Sudan healthcare system 'on verge of collapse', says WHO
"I want to be very clear: All parties must ensure unrestricted and safe access to health facilities for those injured and everyone in need of medical care," World Health Organisation (WHO) Director-General Tedros Adhanom Ghebreyesus told a media briefing.
The fighting, which erupted on Saturday between the Sudanese army and paramilitaries, has exacerbated an already difficult situation in one of the world’s poorest countries.
Some hospitals were already shut or are close to shutting down after attacks on them, said Tedros.
He added that some healthcare facilities were being looted, according to reports.
"@WHO strongly condemns reported attacks on health personnel, health facilities, and ambulances in Sudan. These attacks, which appear to be increasing in number, have already led to at least 3 people killed and 2 injured."https://t.co/vsNFSapzav pic.twitter.com/GhvUfG7RwS— WHO Eastern Mediterranean Regional Office (EMRO) (@WHOEMRO) April 18, 2023
The WHO said Tuesday it had documented three attacks against healthcare facilities in Sudan which have claimed the lives of at least three people, according to Reuters.
"Attacks on healthcare facilities are a flagrant violation of humanitarian law and the right to health care, and must stop now," said WHO spokeswoman Margaret Harris.
"It is very important for everyone concerned that these attacks stop," she said, adding that medical staff were finding it extremely difficult to reach hospitals because of the clashes.
Constant power cuts were also making it harder for hospitals and other facilities to operate.
The Doctors Without Borders (MSF) aid agency has said that half of Khartoum's hospitals have been out of service for the past 72 hours, either because staff did not feel safe or due to bombardment.
"This is because the staff weren’t feeling safe to go there or the hospitals themselves have been subject to shelling or bombing," he added.
The conflict between the armed forces, led by General Abdel Fattah Burhan, and a paramilitary group known as the Rapid Support Forces (RSF), led by General Mohammed Hamdan 'Hanadti' Dagalo, has once again derailed Sudan's transition to democratic rule after decades of dictatorship and civil war.

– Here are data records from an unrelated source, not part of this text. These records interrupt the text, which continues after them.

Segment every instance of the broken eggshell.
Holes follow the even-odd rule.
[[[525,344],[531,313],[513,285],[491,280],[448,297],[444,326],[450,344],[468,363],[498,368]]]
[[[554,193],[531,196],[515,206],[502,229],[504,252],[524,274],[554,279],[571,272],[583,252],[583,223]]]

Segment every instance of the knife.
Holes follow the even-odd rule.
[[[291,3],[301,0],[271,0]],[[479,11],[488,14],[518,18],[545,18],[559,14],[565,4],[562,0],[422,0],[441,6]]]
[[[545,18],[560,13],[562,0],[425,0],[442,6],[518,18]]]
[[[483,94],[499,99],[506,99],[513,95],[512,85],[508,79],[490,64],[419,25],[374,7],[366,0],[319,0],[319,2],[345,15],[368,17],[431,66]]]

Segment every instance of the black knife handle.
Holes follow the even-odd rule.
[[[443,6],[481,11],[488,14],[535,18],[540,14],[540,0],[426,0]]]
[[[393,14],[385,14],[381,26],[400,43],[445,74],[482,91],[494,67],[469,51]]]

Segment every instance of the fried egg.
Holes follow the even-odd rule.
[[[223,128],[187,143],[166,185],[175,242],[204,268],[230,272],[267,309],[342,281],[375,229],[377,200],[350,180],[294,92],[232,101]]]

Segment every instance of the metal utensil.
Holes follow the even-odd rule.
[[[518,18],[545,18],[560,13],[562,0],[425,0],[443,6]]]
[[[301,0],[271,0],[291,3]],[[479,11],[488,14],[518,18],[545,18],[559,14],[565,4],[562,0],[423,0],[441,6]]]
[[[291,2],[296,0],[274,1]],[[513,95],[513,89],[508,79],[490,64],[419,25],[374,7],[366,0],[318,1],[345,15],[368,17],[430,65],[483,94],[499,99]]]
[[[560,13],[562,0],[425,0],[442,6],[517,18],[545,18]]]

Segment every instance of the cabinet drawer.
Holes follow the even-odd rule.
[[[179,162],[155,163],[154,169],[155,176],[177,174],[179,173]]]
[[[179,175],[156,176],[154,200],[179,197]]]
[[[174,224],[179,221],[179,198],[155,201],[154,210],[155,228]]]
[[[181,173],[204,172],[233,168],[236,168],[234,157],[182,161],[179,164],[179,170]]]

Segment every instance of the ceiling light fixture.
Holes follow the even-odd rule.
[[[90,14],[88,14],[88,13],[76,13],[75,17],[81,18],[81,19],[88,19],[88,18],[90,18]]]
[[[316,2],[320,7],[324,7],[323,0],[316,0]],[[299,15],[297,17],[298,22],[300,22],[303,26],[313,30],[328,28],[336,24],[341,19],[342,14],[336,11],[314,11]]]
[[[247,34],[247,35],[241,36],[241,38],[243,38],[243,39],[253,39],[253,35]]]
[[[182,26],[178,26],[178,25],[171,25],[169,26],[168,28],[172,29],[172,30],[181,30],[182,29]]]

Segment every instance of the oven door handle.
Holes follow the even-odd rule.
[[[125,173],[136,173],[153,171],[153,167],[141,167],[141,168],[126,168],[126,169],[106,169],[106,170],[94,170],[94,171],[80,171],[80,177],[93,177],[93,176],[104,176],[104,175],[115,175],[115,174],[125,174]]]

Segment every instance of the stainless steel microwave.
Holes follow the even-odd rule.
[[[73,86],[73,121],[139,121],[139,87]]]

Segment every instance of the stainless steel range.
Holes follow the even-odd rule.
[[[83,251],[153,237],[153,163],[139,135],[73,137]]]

The rival factions continued to take up arms on Wednesday, defying a US-brokered ceasefire.
Air strikes and explosions bombarded Khartoum on the fifth day of fighting, especially near the defence ministry compound, and airport.
This is despite a 24-hour ceasefire which was supposed to be in effect from 6pm local time on Tuesday. However, clashes continued with the army and RSF issuing statements accusing the other side of failing to respect the truce.